12.03.2001  00:00 Uhr

BEFRAGUNG

Patienten wünschen sich Pharmazeutische Betreuung

von Marion Schaefer, Berlin

Die Pharmazeutische Betreuung wird innerhalb des Berufsstands zwar kontrovers diskutiert, der Begriff ist aber inzwischen relativ bekannt, auch wenn er noch immer mit unterschiedlichen Inhalten ausgefüllt wird. Solange die Diskussion jedoch ausschließlich berufsintern geführt wird, verfehlt sie ein wichtiges Ziel. Die öffentliche Anerkennung und eine gesellschaftliche Akzeptanz dieser Betreuungsleistung muss gleichermaßen durch Politik, Kostenträger und die Patienten beziehungsweise Apothekenkunden vollzogen werden.

Sieht man von der Imagekampagne der ABDA ab, die das Anliegen der Pharmazeutischen Betreuung zwar in eingängige Bilder umgesetzt hat, ohne sie jedoch mit dem Begriff selbst zu verbinden, ist das neue und über das bisherige Leistungsspektrum reichende Angebot der Apotheke bisher kaum öffentlichkeitswirksam vermittelt worden. Seminare, in denen die Inhalte des Konzeptes erläutert und Patienten ermutigt werden, aktiv in ihrer Apotheke nachzufragen, könnten dieses Defizit ausgleichen.

Patientenseminare

Unter der Überschrift "Pharmazeutische Betreuung - ein neues Konzept der intensivierten Beratung in der Apotheke" fand im Oktober 2000 bei der Seniorenuniversität der Berliner Humboldt-Universität ein Vortrag mit anschließender Diskussion statt. Nach einer kurzen Einleitung zu Nutzen und Risiken der Arzneimitteltherapie, erklärten Experten, wie Pharmazeutische Betreuung in Zusammenarbeit mit Patient, Apotheker und Arzt die Arzneimittelanwendung des einzelnen sicherer machen soll: Neben einer besseren Kommunikation zwischen allen Beteiligten, die auch die Anwendungserfahrungen des Patienten einbezieht, setzt die Betreuung voraus, dass fortlaufend Medikationsdaten möglichst per Computer erfasst und geprüft werden. Die einzelnen Schritte wie Arzneimittel-, Kontraindikations-, Dosierungs- und Compliancechecks wurden allgemeinverständlich erläutert und anschließend konkrete Fragen abgeleitet, die im jeweiligen Kontext zu stellen sind. Die Referenten betonten, dass sich ein solches Konzept nur umsetzen lässt, wenn alle Beteiligten bereit sind, den gewünschten Effekt therapeutischer Maßnahmen zu sichern.

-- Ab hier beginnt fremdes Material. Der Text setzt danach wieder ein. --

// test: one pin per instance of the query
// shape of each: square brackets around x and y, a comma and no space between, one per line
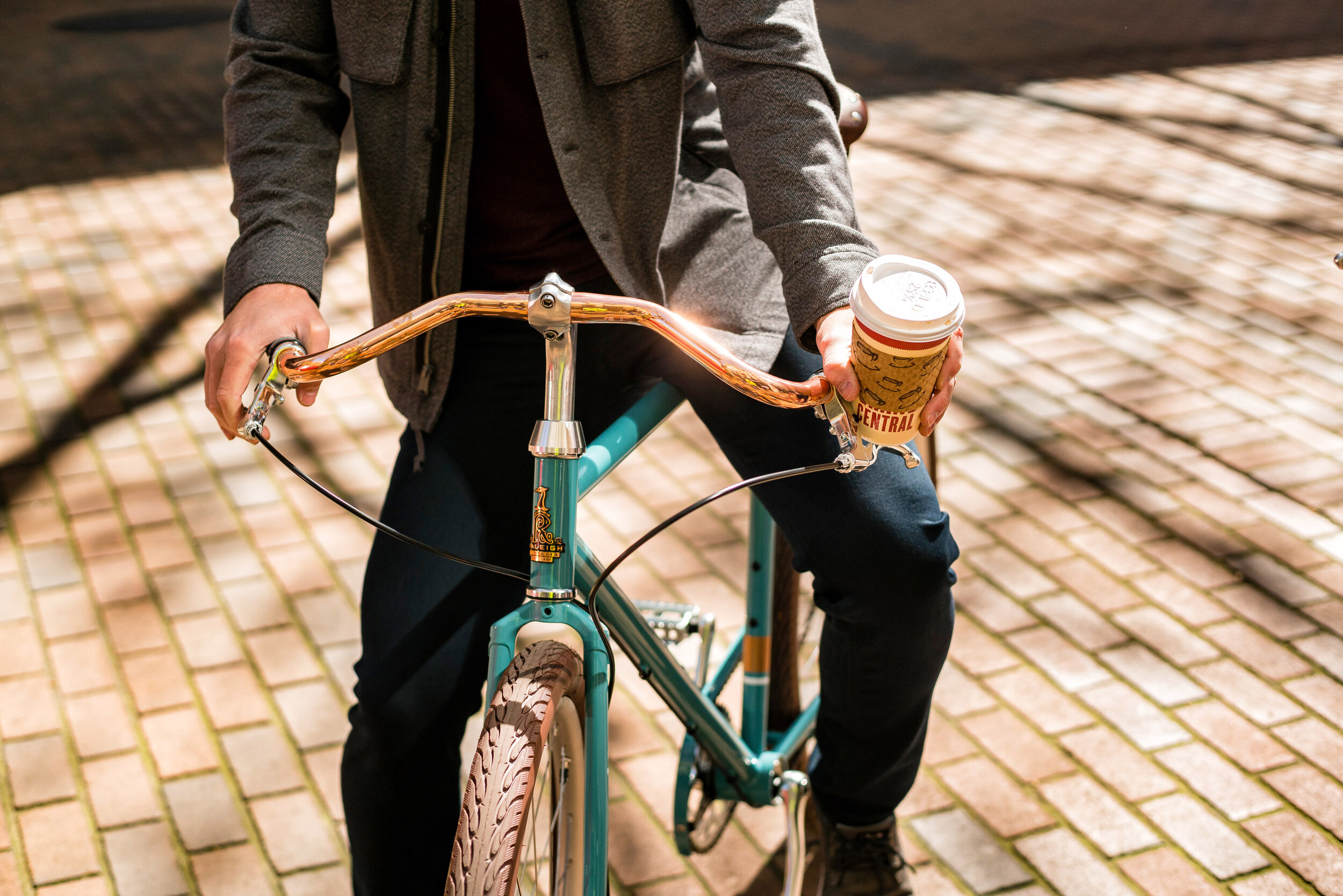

Nach einer sehr offenen Diskussion wurden den knapp 300 Teilnehmern 200 Fragebögen ausgehändigt, die unmittelbar oder in den folgenden 14 Tagen zurückgegeben werden konnten. Neben den üblichen demographischen Angaben wurden auch weitere Fragen, zum Beispiel zu vorliegenden chronischen Erkrankungen gestellt. Zur Akzeptanz der Pharmazeutischen Betreuung waren Statements vorgegeben, die auf einer vierstufigen Likertskala bewertet werden sollten.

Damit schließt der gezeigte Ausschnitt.